Como na «Tourada», de Tordo e Ary do Santos, mais gente foi acorrendo à festa – «Entram guizos, chocas e capotes. E mantilhas pretas. Entram espadas chifres e derrotes. E alguns poetas.»
À medida que o tempo avançou, foram entrando especialistas disto e daquilo. Entraram claques, com cânticos mais ou menos indignos – quando não coisa pior. Até que neste estágio da sua evolução entraram no futebol craques da comunicação, comentadores, encartilhados ou não, com carta-branca para debitarem factos alternativos, com rédea solta para intoxicarem a opinião pública.
Ao longo dos tempos, criaram-se categorias profissionais inesperadas à medida em que entrou na festa gente necessária e gente supérflua, dispensável até. Para o consumidor fica a prerrogativa de decidir se assiste ou não aos espectáculos acessórios.
A única decisão que tenho tomada para esta semana é a de no sábado estar fisicamente o mais longe possível do dérbi de Lisboa, no extremo nordeste do território português.

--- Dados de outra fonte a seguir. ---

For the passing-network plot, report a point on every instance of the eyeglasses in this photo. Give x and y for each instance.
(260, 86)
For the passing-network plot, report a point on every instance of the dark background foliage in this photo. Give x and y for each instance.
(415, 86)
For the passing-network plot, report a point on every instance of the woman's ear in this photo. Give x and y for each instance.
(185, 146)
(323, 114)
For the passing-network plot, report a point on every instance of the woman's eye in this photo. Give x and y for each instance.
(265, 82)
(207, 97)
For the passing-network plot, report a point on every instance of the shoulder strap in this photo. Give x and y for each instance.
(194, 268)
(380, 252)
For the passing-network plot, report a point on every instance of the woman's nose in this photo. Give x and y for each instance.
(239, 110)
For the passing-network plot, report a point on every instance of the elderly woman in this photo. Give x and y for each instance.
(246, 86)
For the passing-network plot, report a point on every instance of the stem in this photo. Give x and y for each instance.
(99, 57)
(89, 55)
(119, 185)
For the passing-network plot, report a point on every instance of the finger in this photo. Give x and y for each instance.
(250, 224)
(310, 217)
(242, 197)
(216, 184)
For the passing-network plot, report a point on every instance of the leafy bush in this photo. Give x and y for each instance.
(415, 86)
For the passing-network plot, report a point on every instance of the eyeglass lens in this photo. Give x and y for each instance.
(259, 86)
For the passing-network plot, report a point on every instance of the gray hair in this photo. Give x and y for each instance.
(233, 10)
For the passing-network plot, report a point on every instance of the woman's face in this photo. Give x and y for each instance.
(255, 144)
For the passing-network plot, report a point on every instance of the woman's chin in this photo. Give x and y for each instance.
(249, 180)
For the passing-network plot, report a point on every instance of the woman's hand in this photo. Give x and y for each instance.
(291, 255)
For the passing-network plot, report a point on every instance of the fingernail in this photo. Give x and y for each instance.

Poupar-me-ei a cortejos e caixas de segurança ou a considerandos redundantes. E só à hora do jogo tentarei encontrar uma televisão para olhá-la por não mais do que 90 minutos.
Até lá, cruzarei o Planalto Mirandês. Entre as placas bilingues da N221 sei chegará o momento de espreitar a paisagem na berma para tentar encontrar a único casamento feliz entre tourada e futebol: uma manada a pastar debaixo da baliza daquele magnífico ervado entre Sendim e Miranda."